Truecacuentos rompió el silencio retornando al asunto principal.

—No pasará mucho tiempo antes de que estas tierras occidentales tengan población suficiente para llamarse estados, y de que soliciten unirse al Pacto Americano. Cuando eso suceda, hará falta gente honesta que ocupe los cargos.

—Aquí en las tierras inhóspitas no encontrará ningún Hamilton, ni Adams ni Jefferson… —comentó David.

—Tal vez no —dijo Truecacuentos—, pero si vosotros, los jóvenes del lugar, no establecéis vuestro propio gobierno, podéis apostar a que habrá un sinfín de hombres de la ciudad deseosos de hacerlo por vosotros. Así fue como Aaron Burr llegó a ser gobernador de Suskwahenny antes de que Daniel Boone lo matara de un disparo en el noventa y nueve…

—Tal como lo dice usté —juzgó Mesura—, parece un asesinato. Pero fue un duelo justo.

—Tal como yo lo veo —repuso Truecacuentos—, un duelo no es más que dos asesinos que convienen en turnarse para tratar de asesinar al otro.

—No cuando uno de ellos es un justo hombre de tierra adentro y el otro es un embustero advenedizo de la ciudá—dijo Mesura.

—No quiero que ningún Aaron Burr trate de ser gobernador del territorio de Wobbish —dijo David—. Y si hay alguien como él, es ese Bill Harrison, allá en Ciudad Cartago. Antes que votarle a él votaría a Soldado de Dios.

—Y antes que votar a Soldado de Dios yo te votaría a ti —aseguró Truecacuentos.

David gruñó. Siguió pasando cuerdas por entre las muescas de los troncos del trineo para ajustarlos entre sí. Truecacuentos hacía lo mismo del otro lado. Cuando llegó al sitio donde debía hacer los nudos, Truecacuentos se dispuso a atar ambos extremos de la cuerda.

—Aguarde —lo interrumpió Mesura—. Iré a buscar a Al Júnior. —Mesura subió al trote la ladera de la colina.

Truecacuentos dejó caer los extremos de la cuerda.

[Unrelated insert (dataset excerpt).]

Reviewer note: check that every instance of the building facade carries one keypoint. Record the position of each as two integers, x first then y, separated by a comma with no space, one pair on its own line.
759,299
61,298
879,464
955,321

—¿Alvin ata los nudos? Habría pensado que unos hombres como vosotros podríais hacerlo mejor…

David sonrió.

—Tiene un don…

—¿Y vosotros no tenéis ningún don?

—Algunos.

—David tiene cierto don con las damas… —dijo Calma.

—Calma tiene pies de bailarín en los rodeos. Y nadie toca el violín como él, tampoco —dijo David—. No siempre afina, pero hay que ver cómo le da al arco…

—Mesura, donde pone el ojo pone la bala —opinó Calma—. Ve las cosas a mucha más distancia que cualquiera de nosotros.

—Todos tenemos lo nuestro —agregó David—. Los mellizos tienen el don de saber dónde van a surgir los problemas y el de estar allí justo a tiempo.

—Y Papá sabe unir cosas. Cuando hay que hacer muebles, le pedimos a él que se ocupe de las junturas de madera.

—Y las mujeres tienen dones de mujer…

—Pero, con todo —concluyó Calma—, no hay otro como Alvin Júnior.

David asintió gravemente.

—La verdá, Truecacuentos, es que parece no darse cuenta de ello. Lo que quiero decir es que siempre que algo le sale bien se muestra sorprendido. Cuando le encargamos alguna labor, no sabe cómo ocultar su agrado. Jamás le he visto avasallar a nadie por tener más dones que él.

—Es un buen niño —afirmó Calma.

—Algo torpe… —agregó David.

—No es torpe —le corrigió Calma—. Las más de las veces no es culpa suya…

—Digamos que a su alrededor suceden accidentes con más frecuencia de lo normal.